A few years later, he joined Hi Records roster and his output was flawless. Often overshadowed by label mate Al Green’s chart success, it’s actually Syl who had the hit with ‘Take Me To The River’. Everything that came out of Hi’s studios, particularly when Willie Mitchell produced, sounded very linear, almost identical but it never mattered. It was an insatiable sound and is as equally signature to Memphis as Stax.

Bo Diddley

Monday, June 2nd, 2008

Crawdad / Bo Diddley

Bo Diddley jukebox tab

Listen: Crawdad / Bo Diddley 01 Crawdad.mp3

I starting collecting artist-signed jukebox tabs when I got my 1st Seeburg. It was an aqua/lavender/chrome 1956 model that held 100 singles, with the records housed in a circular carousel that spun around until the desired choice was located, then an arm would reach for the single and put it onto the spinning platter. The tonearm would proceed to lift & set on to the vinyl, and away we’d go. There’s a youtube video of my actual box playing The Rolling Stones ‘Heart Of Stone’ posted by 25 Million, a good friend of mine. Seek it out to see what I mean.
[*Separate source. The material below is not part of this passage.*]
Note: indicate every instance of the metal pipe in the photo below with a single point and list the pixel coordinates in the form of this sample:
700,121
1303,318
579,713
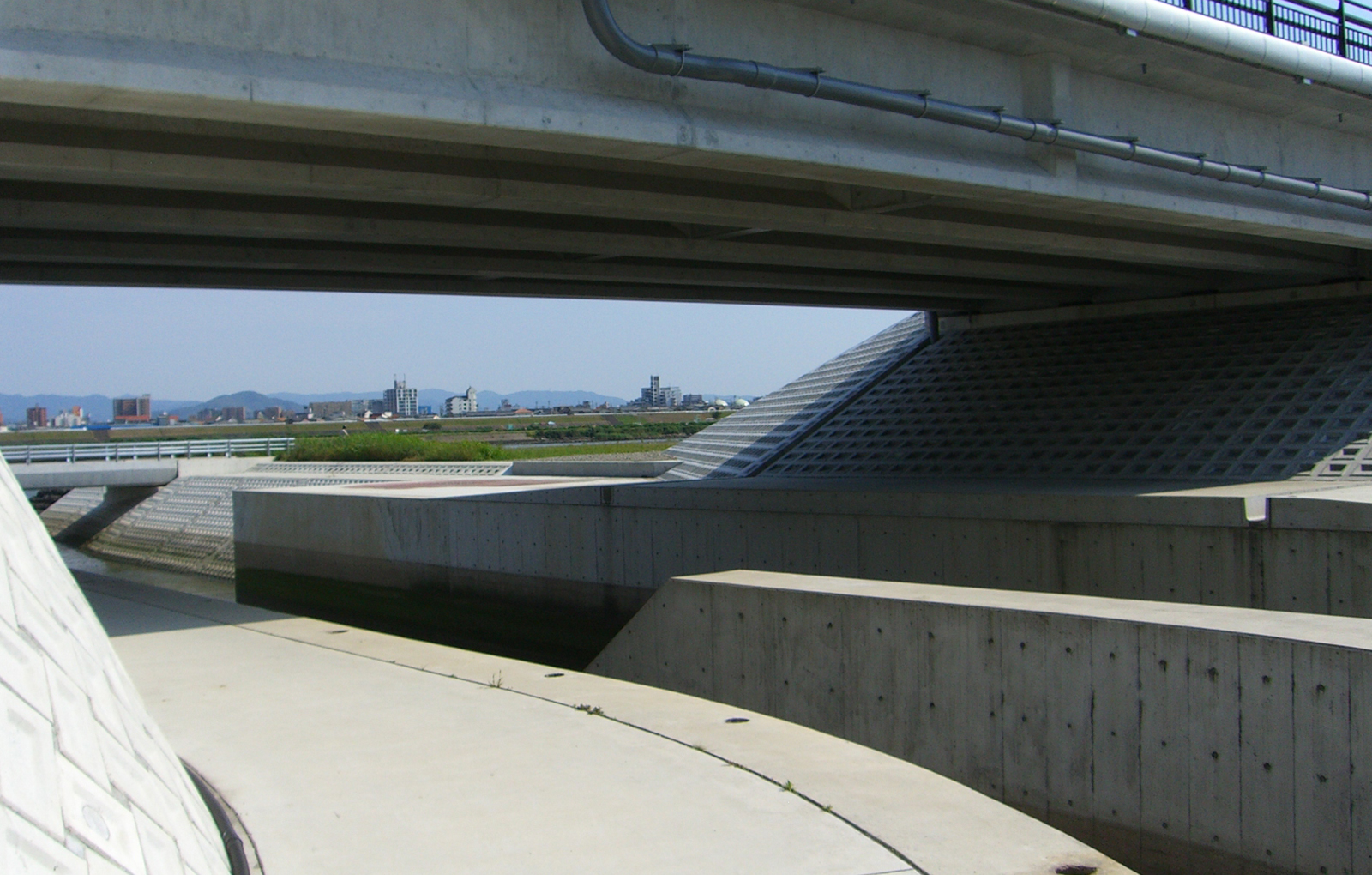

So I got this idea back then, around 1986, to carry blank jukebox tabs with me at all times (which I still do) and get artists to fill them out for a record of my choice that they were on, if and when I’d run into them. It was the start of me collecting autographs I guess. So now I have hundreds. So many amazing ones too: Nina Simone, Screamin’ Jay Hawkins, The Creation, Ike Turner, The Move, The Cramps, Love, Ellie Greenwich, Sparks, The Ronettes even Pinkerton’s Assorted Colours. Honestly, loads. A few summers ago I went to see Bo Diddley and was lucky enough to have a word with him. He was just a sweetheart, happily answering questions that would turn into amazing stories. It was at a festival so he was just sitting around. Frail in ways even then, I wasn’t confident I should ask him to do the tab, but finally felt comfortable and did. He was so great about it, saying he wanted to do it, but would it be ok to just fill in his name, as he had a tremble when he wrote. Well sure – no problem. Thankfully, I have this to treasure forever.